Contudo, de acordo o MS, foram registrados 42 casos no país com sinais de alerta, como dor abdominal intensa, vômitos persistentes e sangramentos. Entre eles, há três casos classificados como graves, incluindo dois óbitos (ambos no Estado de São Paulo). Ao todo, já foram aplicadas mais de 501 mil doses em todo o Brasil desde o início da estratégia.
O MS reforça que continuam as investigações sobre a existência ou não de relação causal direta entre a vacina e os casos registrados. A suspensão da aplicação dos imunizantes é uma medida temporária e preventiva. Isso significa que não se pode afirmar que os óbitos tenham sido causados pela vacina. Esse trabalho envolve também a Agência Nacional de Vigilância Sanitária, e novas orientações poderão ser divulgadas conforme o avanço das análises.
O que muda
Com a decisão do MS, a situação é a seguinte:
- a vacinação com o imunizante do Butantan está temporariamente suspensa em todo o país;
- novas doses não devem ser aplicadas até nova orientação oficial;
- as vacinas não devem ser descartadas, devendo permanecer armazenadas sob refrigeração adequada;
- haverá monitoramento intensivo de pessoas vacinadas nos últimos 21 dias.
As medidas buscam garantir a segurança da população enquanto especialistas analisam os dados e a relação entre risco e benefício do imunizante.

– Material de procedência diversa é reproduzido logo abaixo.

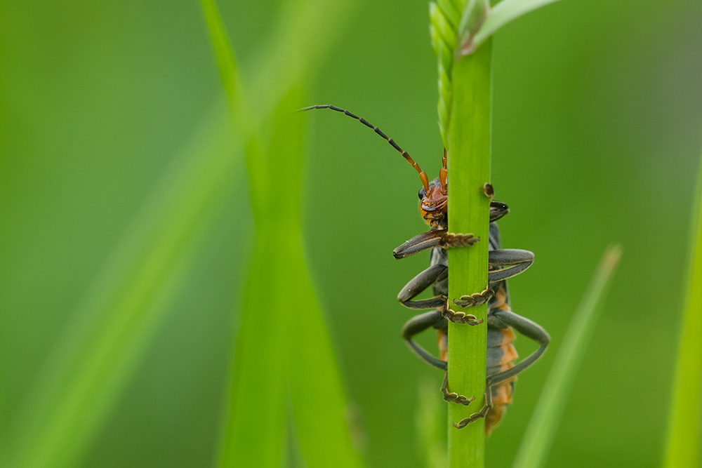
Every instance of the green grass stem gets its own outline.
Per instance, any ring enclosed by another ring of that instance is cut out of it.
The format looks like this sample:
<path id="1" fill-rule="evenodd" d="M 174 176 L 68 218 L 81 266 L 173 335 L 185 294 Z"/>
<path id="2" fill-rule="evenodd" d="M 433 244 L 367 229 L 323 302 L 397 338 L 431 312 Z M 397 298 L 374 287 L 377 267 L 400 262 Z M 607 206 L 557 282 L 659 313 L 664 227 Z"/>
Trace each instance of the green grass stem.
<path id="1" fill-rule="evenodd" d="M 449 229 L 472 233 L 480 241 L 449 250 L 449 297 L 479 293 L 487 286 L 490 199 L 483 186 L 490 181 L 491 47 L 488 41 L 453 66 L 453 100 L 449 131 Z M 451 195 L 460 194 L 460 195 Z M 458 306 L 455 306 L 458 308 Z M 487 306 L 470 309 L 485 322 L 449 324 L 449 385 L 451 392 L 475 396 L 468 406 L 451 404 L 449 418 L 457 422 L 484 403 Z M 484 464 L 484 420 L 449 430 L 449 466 Z"/>
<path id="2" fill-rule="evenodd" d="M 702 403 L 702 162 L 690 221 L 689 265 L 680 326 L 665 468 L 696 468 Z"/>
<path id="3" fill-rule="evenodd" d="M 607 248 L 588 286 L 548 374 L 512 468 L 540 468 L 548 457 L 568 395 L 592 337 L 621 248 Z"/>

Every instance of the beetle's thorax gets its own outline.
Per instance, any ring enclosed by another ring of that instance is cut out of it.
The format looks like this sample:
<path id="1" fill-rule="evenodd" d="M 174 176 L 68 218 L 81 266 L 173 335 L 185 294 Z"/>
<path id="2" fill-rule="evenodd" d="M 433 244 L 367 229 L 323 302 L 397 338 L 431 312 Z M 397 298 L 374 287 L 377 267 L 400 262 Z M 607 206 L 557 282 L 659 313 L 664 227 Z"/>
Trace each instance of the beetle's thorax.
<path id="1" fill-rule="evenodd" d="M 419 203 L 419 213 L 432 229 L 446 229 L 449 199 L 438 180 L 432 180 Z"/>

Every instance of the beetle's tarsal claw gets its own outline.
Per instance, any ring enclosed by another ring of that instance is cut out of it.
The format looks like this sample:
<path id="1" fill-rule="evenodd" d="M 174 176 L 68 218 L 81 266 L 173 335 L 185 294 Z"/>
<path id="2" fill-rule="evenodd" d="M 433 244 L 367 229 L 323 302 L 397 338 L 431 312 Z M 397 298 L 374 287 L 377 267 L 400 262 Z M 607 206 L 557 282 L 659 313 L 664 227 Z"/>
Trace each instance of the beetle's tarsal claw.
<path id="1" fill-rule="evenodd" d="M 461 234 L 447 232 L 442 236 L 439 246 L 444 248 L 450 247 L 466 247 L 478 242 L 479 237 L 475 237 L 472 234 Z"/>
<path id="2" fill-rule="evenodd" d="M 449 374 L 446 373 L 444 377 L 444 383 L 441 386 L 441 392 L 444 394 L 444 399 L 446 401 L 450 401 L 451 403 L 456 403 L 459 405 L 463 405 L 468 406 L 474 400 L 475 400 L 475 396 L 471 396 L 468 398 L 465 395 L 459 395 L 455 392 L 449 391 Z"/>
<path id="3" fill-rule="evenodd" d="M 474 293 L 473 294 L 462 295 L 460 300 L 453 300 L 453 304 L 461 307 L 472 307 L 476 305 L 485 304 L 492 298 L 494 293 L 490 290 L 489 288 L 486 288 L 482 293 Z"/>
<path id="4" fill-rule="evenodd" d="M 452 424 L 453 424 L 453 427 L 456 429 L 463 429 L 471 422 L 475 422 L 481 417 L 485 417 L 485 415 L 486 414 L 487 411 L 484 410 L 484 408 L 483 408 L 483 410 L 481 411 L 480 413 L 474 413 L 473 414 L 470 415 L 470 417 L 466 417 L 465 419 L 462 419 L 460 421 L 458 421 L 458 424 L 456 424 L 456 422 L 453 422 Z"/>
<path id="5" fill-rule="evenodd" d="M 451 310 L 451 309 L 445 309 L 442 313 L 442 316 L 448 320 L 450 322 L 453 322 L 454 323 L 468 323 L 468 325 L 479 325 L 483 323 L 483 319 L 477 319 L 472 314 L 466 314 L 465 312 L 457 312 L 455 310 Z"/>

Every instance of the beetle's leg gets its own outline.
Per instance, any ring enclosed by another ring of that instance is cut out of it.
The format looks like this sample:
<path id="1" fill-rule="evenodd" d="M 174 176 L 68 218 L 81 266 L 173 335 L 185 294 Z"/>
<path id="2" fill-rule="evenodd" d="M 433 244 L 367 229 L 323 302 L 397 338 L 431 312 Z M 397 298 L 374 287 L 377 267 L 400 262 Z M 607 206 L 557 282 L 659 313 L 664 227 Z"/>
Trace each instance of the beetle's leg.
<path id="1" fill-rule="evenodd" d="M 453 300 L 453 304 L 461 307 L 472 307 L 481 304 L 485 304 L 492 297 L 495 295 L 489 288 L 486 288 L 482 293 L 474 293 L 473 294 L 461 296 L 461 300 Z"/>
<path id="2" fill-rule="evenodd" d="M 444 296 L 430 299 L 411 300 L 436 281 L 442 281 L 449 277 L 449 267 L 435 265 L 426 269 L 409 281 L 397 295 L 397 300 L 410 309 L 430 309 L 440 307 L 446 304 Z"/>
<path id="3" fill-rule="evenodd" d="M 491 285 L 516 276 L 534 263 L 534 253 L 519 248 L 501 248 L 488 252 L 488 264 L 491 268 L 506 267 L 489 272 L 488 281 Z M 490 288 L 486 288 L 482 293 L 461 296 L 460 300 L 453 303 L 461 307 L 472 307 L 480 305 L 490 300 L 494 293 Z"/>
<path id="4" fill-rule="evenodd" d="M 536 351 L 534 352 L 528 356 L 520 361 L 511 369 L 508 369 L 507 370 L 493 374 L 492 375 L 489 375 L 486 379 L 486 386 L 488 387 L 496 385 L 501 382 L 504 382 L 510 377 L 516 375 L 534 363 L 536 362 L 536 361 L 541 357 L 541 354 L 543 354 L 543 352 L 546 350 L 546 347 L 548 346 L 548 343 L 551 340 L 551 337 L 549 336 L 548 332 L 544 330 L 543 327 L 541 325 L 531 321 L 529 319 L 522 317 L 521 315 L 517 315 L 512 312 L 497 309 L 494 310 L 491 313 L 491 316 L 492 317 L 492 320 L 498 319 L 500 321 L 503 322 L 505 325 L 509 325 L 519 333 L 526 336 L 527 338 L 530 338 L 531 340 L 536 341 L 537 343 L 541 345 L 541 347 L 539 347 L 538 349 L 536 349 Z M 490 321 L 491 318 L 489 317 L 488 321 Z"/>
<path id="5" fill-rule="evenodd" d="M 444 375 L 444 383 L 441 385 L 441 392 L 444 394 L 444 399 L 446 401 L 451 401 L 451 403 L 457 403 L 461 405 L 468 406 L 470 405 L 473 400 L 475 399 L 475 396 L 471 396 L 468 398 L 465 395 L 459 395 L 455 392 L 451 392 L 449 390 L 449 373 L 446 373 Z"/>
<path id="6" fill-rule="evenodd" d="M 488 387 L 485 389 L 485 405 L 480 409 L 477 413 L 474 413 L 469 417 L 462 419 L 458 422 L 453 423 L 453 427 L 456 429 L 463 429 L 468 426 L 471 422 L 475 422 L 477 421 L 481 417 L 485 417 L 487 415 L 487 412 L 490 410 L 492 408 L 492 388 Z"/>
<path id="7" fill-rule="evenodd" d="M 490 297 L 492 297 L 492 292 L 489 291 Z M 463 296 L 463 297 L 470 296 Z M 488 297 L 489 299 L 489 297 Z M 453 301 L 456 303 L 456 300 Z M 487 300 L 485 300 L 487 302 Z M 455 310 L 451 310 L 449 308 L 449 300 L 446 299 L 446 304 L 444 305 L 444 309 L 442 310 L 441 314 L 446 320 L 453 322 L 454 323 L 468 323 L 468 325 L 479 325 L 483 323 L 483 319 L 481 319 L 478 320 L 477 318 L 472 314 L 466 314 L 465 312 L 457 312 Z"/>
<path id="8" fill-rule="evenodd" d="M 438 368 L 442 370 L 446 370 L 446 363 L 432 356 L 429 352 L 417 345 L 412 340 L 412 337 L 430 328 L 443 320 L 441 312 L 432 310 L 410 319 L 402 326 L 402 338 L 407 342 L 410 350 L 419 356 L 419 359 L 430 366 Z"/>
<path id="9" fill-rule="evenodd" d="M 519 248 L 501 248 L 488 253 L 488 265 L 491 268 L 505 267 L 488 273 L 491 284 L 516 276 L 534 263 L 534 253 Z"/>
<path id="10" fill-rule="evenodd" d="M 479 240 L 479 237 L 472 234 L 453 234 L 446 229 L 437 229 L 415 236 L 392 250 L 392 255 L 395 258 L 404 258 L 436 247 L 449 248 L 472 246 Z"/>

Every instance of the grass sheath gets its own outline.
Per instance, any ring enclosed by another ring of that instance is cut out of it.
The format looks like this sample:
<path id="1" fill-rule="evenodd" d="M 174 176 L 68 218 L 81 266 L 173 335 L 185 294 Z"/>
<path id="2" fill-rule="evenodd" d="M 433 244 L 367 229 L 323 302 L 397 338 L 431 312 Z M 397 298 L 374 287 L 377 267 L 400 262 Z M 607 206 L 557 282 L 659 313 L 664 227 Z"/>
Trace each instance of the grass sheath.
<path id="1" fill-rule="evenodd" d="M 453 65 L 453 100 L 449 131 L 449 229 L 472 233 L 480 241 L 470 248 L 449 250 L 449 297 L 480 292 L 487 286 L 490 200 L 483 186 L 490 181 L 491 41 Z M 460 194 L 451 195 L 451 194 Z M 487 306 L 471 307 L 484 321 L 477 326 L 449 325 L 449 385 L 451 392 L 475 396 L 470 406 L 450 404 L 457 422 L 484 403 Z M 449 427 L 449 466 L 482 467 L 484 420 L 462 429 Z"/>
<path id="2" fill-rule="evenodd" d="M 689 266 L 673 403 L 668 429 L 665 468 L 698 466 L 702 403 L 702 161 L 690 220 Z"/>

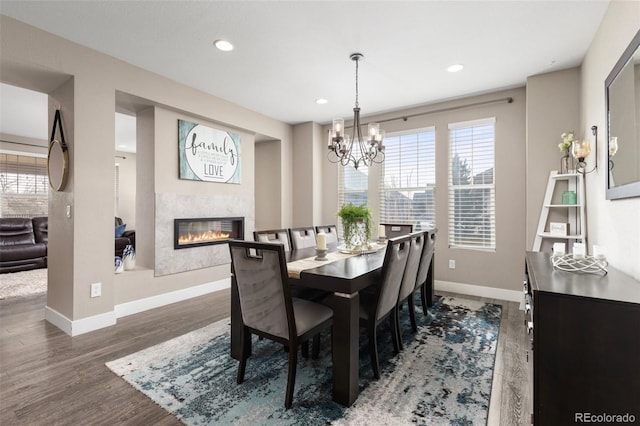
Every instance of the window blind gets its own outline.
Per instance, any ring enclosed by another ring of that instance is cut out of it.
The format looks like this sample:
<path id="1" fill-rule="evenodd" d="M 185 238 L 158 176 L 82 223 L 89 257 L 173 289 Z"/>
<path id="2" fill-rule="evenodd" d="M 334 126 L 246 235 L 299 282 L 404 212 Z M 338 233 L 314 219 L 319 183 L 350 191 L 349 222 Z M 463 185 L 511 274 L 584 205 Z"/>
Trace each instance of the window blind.
<path id="1" fill-rule="evenodd" d="M 2 217 L 46 216 L 49 209 L 47 159 L 0 154 L 0 191 Z"/>
<path id="2" fill-rule="evenodd" d="M 434 127 L 387 135 L 380 182 L 380 223 L 435 225 Z"/>
<path id="3" fill-rule="evenodd" d="M 495 117 L 449 124 L 449 246 L 495 250 Z"/>

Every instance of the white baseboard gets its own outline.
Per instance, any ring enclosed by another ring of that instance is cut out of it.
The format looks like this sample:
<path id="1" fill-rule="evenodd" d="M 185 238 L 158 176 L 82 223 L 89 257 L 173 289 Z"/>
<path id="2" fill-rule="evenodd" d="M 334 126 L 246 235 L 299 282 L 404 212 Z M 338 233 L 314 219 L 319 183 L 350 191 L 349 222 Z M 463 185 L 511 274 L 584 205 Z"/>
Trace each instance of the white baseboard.
<path id="1" fill-rule="evenodd" d="M 72 321 L 49 306 L 44 308 L 44 319 L 72 337 L 116 324 L 114 311 Z"/>
<path id="2" fill-rule="evenodd" d="M 435 281 L 435 289 L 449 291 L 451 293 L 468 294 L 470 296 L 488 297 L 491 299 L 507 300 L 509 302 L 520 302 L 522 291 L 507 290 L 496 287 L 483 287 L 479 285 L 453 283 L 449 281 Z"/>
<path id="3" fill-rule="evenodd" d="M 114 307 L 116 318 L 126 317 L 128 315 L 137 314 L 149 309 L 159 308 L 161 306 L 170 305 L 171 303 L 181 302 L 191 299 L 192 297 L 202 296 L 214 291 L 224 290 L 231 287 L 231 278 L 224 278 L 202 285 L 197 285 L 182 290 L 171 291 L 169 293 L 158 294 L 132 302 L 121 303 Z"/>
<path id="4" fill-rule="evenodd" d="M 133 302 L 122 303 L 114 306 L 114 310 L 111 312 L 82 318 L 76 321 L 72 321 L 55 309 L 46 306 L 44 309 L 44 319 L 73 337 L 115 325 L 117 318 L 170 305 L 171 303 L 180 302 L 191 299 L 192 297 L 202 296 L 207 293 L 213 293 L 214 291 L 224 290 L 230 287 L 231 278 L 225 278 L 220 281 L 189 287 L 183 290 L 172 291 L 169 293 L 159 294 L 157 296 L 147 297 L 145 299 L 134 300 Z"/>

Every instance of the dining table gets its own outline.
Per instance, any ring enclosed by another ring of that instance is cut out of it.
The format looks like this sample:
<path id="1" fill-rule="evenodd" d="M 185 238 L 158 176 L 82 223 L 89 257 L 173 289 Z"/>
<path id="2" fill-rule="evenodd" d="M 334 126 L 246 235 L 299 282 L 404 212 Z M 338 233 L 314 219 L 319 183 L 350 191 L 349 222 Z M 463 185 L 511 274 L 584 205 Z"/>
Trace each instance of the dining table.
<path id="1" fill-rule="evenodd" d="M 327 244 L 328 260 L 315 260 L 316 248 L 286 252 L 289 284 L 333 294 L 332 351 L 333 400 L 349 407 L 359 394 L 360 291 L 380 281 L 386 244 L 377 244 L 366 254 L 343 254 L 335 243 Z M 427 278 L 433 289 L 433 262 Z M 423 289 L 424 290 L 424 289 Z M 432 291 L 423 291 L 432 298 Z M 428 300 L 429 305 L 432 300 Z M 231 276 L 231 356 L 240 359 L 242 313 L 238 288 Z M 251 337 L 248 336 L 248 339 Z M 246 342 L 251 347 L 250 341 Z"/>

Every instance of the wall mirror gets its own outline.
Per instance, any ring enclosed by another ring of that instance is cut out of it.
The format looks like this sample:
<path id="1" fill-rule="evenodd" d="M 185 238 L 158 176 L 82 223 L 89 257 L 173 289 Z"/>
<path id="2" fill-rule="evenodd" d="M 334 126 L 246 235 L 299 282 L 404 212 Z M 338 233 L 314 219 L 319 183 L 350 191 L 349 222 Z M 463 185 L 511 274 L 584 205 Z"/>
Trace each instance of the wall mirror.
<path id="1" fill-rule="evenodd" d="M 605 80 L 607 199 L 640 197 L 640 31 Z"/>
<path id="2" fill-rule="evenodd" d="M 62 191 L 69 176 L 69 150 L 67 146 L 55 139 L 49 144 L 47 157 L 47 173 L 49 186 L 54 191 Z"/>

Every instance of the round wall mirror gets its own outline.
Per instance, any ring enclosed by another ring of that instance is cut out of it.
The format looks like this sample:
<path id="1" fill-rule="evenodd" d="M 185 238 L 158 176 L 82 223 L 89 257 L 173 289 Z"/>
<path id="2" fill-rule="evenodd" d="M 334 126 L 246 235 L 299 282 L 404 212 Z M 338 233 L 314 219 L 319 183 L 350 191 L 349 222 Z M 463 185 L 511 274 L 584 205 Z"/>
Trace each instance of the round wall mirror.
<path id="1" fill-rule="evenodd" d="M 49 144 L 47 173 L 49 174 L 49 186 L 51 189 L 62 191 L 67 184 L 69 175 L 69 150 L 66 145 L 57 139 L 54 139 Z"/>

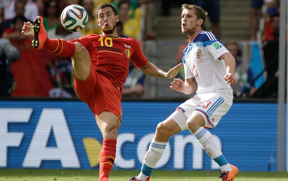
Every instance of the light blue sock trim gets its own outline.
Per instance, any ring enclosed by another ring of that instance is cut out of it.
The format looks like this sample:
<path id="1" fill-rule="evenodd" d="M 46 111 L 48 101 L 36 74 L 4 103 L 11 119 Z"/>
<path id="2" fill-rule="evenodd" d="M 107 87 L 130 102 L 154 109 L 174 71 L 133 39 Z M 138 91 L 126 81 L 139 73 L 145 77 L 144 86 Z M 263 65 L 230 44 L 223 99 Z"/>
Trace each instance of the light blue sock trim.
<path id="1" fill-rule="evenodd" d="M 218 163 L 218 165 L 220 167 L 228 164 L 228 162 L 223 154 L 217 158 L 215 158 L 213 160 L 215 161 L 215 162 Z"/>
<path id="2" fill-rule="evenodd" d="M 153 171 L 153 168 L 150 168 L 144 163 L 142 164 L 141 167 L 141 172 L 146 176 L 149 176 Z"/>

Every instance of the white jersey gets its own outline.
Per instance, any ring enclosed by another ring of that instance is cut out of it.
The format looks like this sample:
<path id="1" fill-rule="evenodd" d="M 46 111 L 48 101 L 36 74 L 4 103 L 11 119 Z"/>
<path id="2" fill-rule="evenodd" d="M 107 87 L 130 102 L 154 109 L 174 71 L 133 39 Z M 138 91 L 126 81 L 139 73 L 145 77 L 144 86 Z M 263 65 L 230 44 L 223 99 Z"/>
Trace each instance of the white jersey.
<path id="1" fill-rule="evenodd" d="M 224 79 L 226 68 L 219 57 L 229 52 L 219 38 L 211 32 L 201 30 L 183 50 L 185 79 L 194 77 L 197 94 L 217 92 L 228 102 L 232 90 Z"/>

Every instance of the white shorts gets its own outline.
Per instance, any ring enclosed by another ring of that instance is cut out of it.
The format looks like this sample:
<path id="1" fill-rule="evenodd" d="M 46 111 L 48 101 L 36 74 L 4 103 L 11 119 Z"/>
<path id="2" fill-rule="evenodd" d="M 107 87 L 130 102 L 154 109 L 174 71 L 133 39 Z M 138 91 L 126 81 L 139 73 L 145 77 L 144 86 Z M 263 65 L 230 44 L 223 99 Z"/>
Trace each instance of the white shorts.
<path id="1" fill-rule="evenodd" d="M 197 113 L 204 118 L 205 128 L 213 129 L 232 105 L 232 103 L 214 93 L 196 94 L 180 105 L 169 117 L 183 131 L 188 129 L 186 124 L 188 118 L 192 113 Z"/>

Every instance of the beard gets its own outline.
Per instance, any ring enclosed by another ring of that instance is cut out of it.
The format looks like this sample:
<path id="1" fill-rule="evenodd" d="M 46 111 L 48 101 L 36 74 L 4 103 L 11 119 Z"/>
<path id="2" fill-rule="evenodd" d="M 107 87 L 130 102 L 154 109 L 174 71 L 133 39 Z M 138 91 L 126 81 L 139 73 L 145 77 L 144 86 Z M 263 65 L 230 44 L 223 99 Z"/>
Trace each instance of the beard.
<path id="1" fill-rule="evenodd" d="M 187 36 L 193 34 L 196 32 L 196 27 L 192 27 L 191 28 L 187 28 L 185 30 L 183 28 L 181 28 L 181 30 L 182 33 L 184 34 Z"/>
<path id="2" fill-rule="evenodd" d="M 105 30 L 104 30 L 101 28 L 101 30 L 105 34 L 111 34 L 113 33 L 114 31 L 115 31 L 115 29 L 116 29 L 116 24 L 115 24 L 113 25 L 113 27 L 111 29 L 106 29 Z"/>

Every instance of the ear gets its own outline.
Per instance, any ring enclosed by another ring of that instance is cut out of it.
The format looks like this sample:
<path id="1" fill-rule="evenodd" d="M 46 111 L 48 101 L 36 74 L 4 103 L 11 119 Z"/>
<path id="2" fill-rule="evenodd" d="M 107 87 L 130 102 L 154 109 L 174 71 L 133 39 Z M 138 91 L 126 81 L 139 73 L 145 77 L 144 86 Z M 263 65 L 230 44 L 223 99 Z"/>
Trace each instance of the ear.
<path id="1" fill-rule="evenodd" d="M 203 24 L 203 19 L 199 19 L 199 20 L 198 20 L 198 26 L 201 26 L 201 25 L 202 25 L 202 24 Z"/>
<path id="2" fill-rule="evenodd" d="M 115 18 L 116 18 L 116 22 L 117 23 L 119 21 L 119 15 L 116 15 L 115 16 Z"/>

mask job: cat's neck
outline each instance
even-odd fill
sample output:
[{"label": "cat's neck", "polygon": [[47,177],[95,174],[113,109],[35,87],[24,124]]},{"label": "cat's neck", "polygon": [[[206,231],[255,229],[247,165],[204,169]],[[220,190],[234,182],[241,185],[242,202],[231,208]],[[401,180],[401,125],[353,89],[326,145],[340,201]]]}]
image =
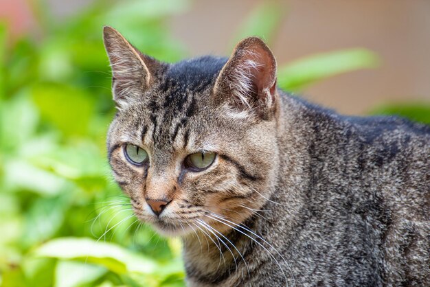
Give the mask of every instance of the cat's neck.
[{"label": "cat's neck", "polygon": [[[299,106],[299,104],[298,104]],[[299,194],[304,187],[299,186],[299,182],[306,181],[297,180],[305,168],[300,159],[300,154],[295,152],[302,150],[305,146],[299,142],[299,130],[300,125],[297,122],[294,113],[299,108],[294,99],[286,96],[280,104],[278,114],[278,141],[279,148],[279,165],[277,181],[265,191],[269,200],[260,209],[262,211],[254,214],[251,218],[235,226],[235,229],[230,229],[223,233],[216,230],[195,230],[186,238],[183,238],[183,256],[188,277],[200,278],[197,285],[201,285],[203,281],[216,284],[223,278],[229,277],[236,265],[244,265],[252,259],[249,257],[253,249],[260,246],[264,249],[271,249],[270,230],[275,230],[279,218],[276,214],[286,213],[283,230],[286,233],[292,230],[298,222],[296,220],[300,206],[302,205],[303,195]],[[288,151],[295,150],[295,152]],[[303,151],[306,152],[306,151]],[[293,198],[282,197],[284,192],[275,192],[291,187],[288,193],[295,194]],[[280,211],[282,209],[282,211]],[[218,237],[218,238],[217,238]],[[262,247],[264,246],[264,247]],[[272,250],[273,252],[273,251]],[[222,253],[222,255],[220,253]],[[245,259],[245,260],[244,260]],[[247,270],[245,266],[245,270]]]}]

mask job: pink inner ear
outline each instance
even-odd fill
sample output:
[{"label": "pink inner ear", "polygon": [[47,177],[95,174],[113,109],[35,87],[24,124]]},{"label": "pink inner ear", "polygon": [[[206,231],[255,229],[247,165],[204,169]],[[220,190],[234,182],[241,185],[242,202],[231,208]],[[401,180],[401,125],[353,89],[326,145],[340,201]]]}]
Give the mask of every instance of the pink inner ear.
[{"label": "pink inner ear", "polygon": [[275,89],[276,64],[267,48],[258,43],[253,44],[244,49],[242,58],[237,62],[238,69],[247,72],[240,76],[248,78],[256,94],[260,95],[264,89],[269,89],[273,94]]}]

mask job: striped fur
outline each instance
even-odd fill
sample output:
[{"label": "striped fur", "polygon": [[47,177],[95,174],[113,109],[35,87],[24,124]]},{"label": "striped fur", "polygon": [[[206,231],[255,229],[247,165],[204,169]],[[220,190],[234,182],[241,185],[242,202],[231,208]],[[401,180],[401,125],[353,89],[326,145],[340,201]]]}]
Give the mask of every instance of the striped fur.
[{"label": "striped fur", "polygon": [[[168,65],[112,28],[104,36],[113,174],[140,220],[182,237],[189,286],[430,285],[430,128],[276,90],[276,62],[256,38],[229,59]],[[128,163],[127,143],[149,163]],[[187,170],[199,151],[215,161]],[[172,201],[157,218],[146,198]]]}]

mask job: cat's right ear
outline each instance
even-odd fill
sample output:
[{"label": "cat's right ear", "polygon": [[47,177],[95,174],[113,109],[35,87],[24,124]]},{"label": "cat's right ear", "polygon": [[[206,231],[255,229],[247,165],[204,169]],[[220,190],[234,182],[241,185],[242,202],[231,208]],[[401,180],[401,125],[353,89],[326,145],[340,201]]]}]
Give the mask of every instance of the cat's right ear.
[{"label": "cat's right ear", "polygon": [[139,100],[154,82],[154,71],[162,64],[142,54],[116,30],[103,28],[104,47],[112,69],[112,93],[117,108]]}]

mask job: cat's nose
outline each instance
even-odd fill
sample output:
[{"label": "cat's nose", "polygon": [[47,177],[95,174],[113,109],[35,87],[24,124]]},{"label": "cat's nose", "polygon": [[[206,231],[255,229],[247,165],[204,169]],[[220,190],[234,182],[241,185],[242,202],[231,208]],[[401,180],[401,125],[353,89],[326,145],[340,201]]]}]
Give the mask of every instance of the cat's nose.
[{"label": "cat's nose", "polygon": [[151,208],[155,215],[159,216],[164,209],[164,207],[168,205],[172,200],[152,200],[150,199],[146,200],[146,203]]}]

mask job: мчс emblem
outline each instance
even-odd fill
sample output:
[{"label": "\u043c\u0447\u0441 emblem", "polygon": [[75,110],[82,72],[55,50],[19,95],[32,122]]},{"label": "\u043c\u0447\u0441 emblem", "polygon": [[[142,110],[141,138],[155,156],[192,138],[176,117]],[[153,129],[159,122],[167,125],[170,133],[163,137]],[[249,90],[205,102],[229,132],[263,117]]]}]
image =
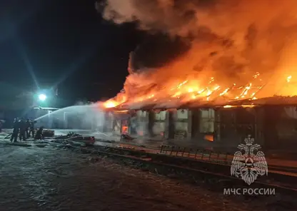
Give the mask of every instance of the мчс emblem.
[{"label": "\u043c\u0447\u0441 emblem", "polygon": [[[268,165],[264,153],[258,150],[258,144],[253,144],[254,139],[251,135],[244,139],[246,144],[240,144],[238,148],[241,151],[234,153],[231,173],[236,177],[241,177],[248,185],[253,183],[258,175],[268,175]],[[256,155],[254,150],[257,150]],[[243,153],[241,151],[244,151]]]}]

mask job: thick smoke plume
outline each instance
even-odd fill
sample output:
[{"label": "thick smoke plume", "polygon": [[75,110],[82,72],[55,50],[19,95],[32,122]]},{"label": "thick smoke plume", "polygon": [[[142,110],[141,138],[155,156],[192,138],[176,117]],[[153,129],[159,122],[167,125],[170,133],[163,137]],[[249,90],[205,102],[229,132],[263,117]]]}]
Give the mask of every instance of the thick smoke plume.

Orientações para recém-vacinados
Pessoas que receberam a vacina contra a dengue produzida pelo Instituto Butantan devem ficar atentas ao surgimento de sintomas nos primeiros 21 dias após a aplicação. Nesse período, é importante observarem sinais que podem ser semelhantes aos da dengue, tais como:
- febre;
- dor de cabeça ou atrás dos olhos;
- dores no corpo e nas articulações;
- náuseas ou vômitos;
- e manchas vermelhas na pele.
Também é fundamental reconhecer os sinais de alerta, que indicam a necessidade de atendimento imediato:
- dor abdominal intensa e contínua;
- vômitos persistentes;
- tontura, desmaio ou sensação de fraqueza;
- sangramentos (nas gengivas ou nariz, por exemplo);
- e sonolência, irritação ou piora do estado geral
Caso o indivíduo vacinado apresente esses sintomas, deve procurar uma unidade de saúde para avaliação, informando a data em que recebeu o imunizante. A SES reforça que, em caso de qualquer piora ou sinal de gravidade, a busca por atendimento deve ser imediata.
Prevenção continua essencial
Além da vacinação, a SES reafirma que a principal forma de prevenir a dengue continua sendo o combate ao mosquito Aedes aegypti, com medidas como:
- eliminar focos de água parada;
- manter caixas d’água fechadas;
- limpar calhas e recipientes;
- e cuidar do ambiente doméstico.
Dengue no RS
Neste ano, o Rio Grande do Sul já registrou 2.038 casos de dengue, incluindo três óbitos de pessoas residentes em Guaporé, Jacutinga e Novo Hamburgo. Os dados mostram queda em comparação ao mesmo período do ano passado, quando o Estado já havia confirmado quase 50 mil casos e 47 mortes. Ao longo de 2025, o RS registrou 52,7 mil casos confirmados e 53 óbitos pela doença.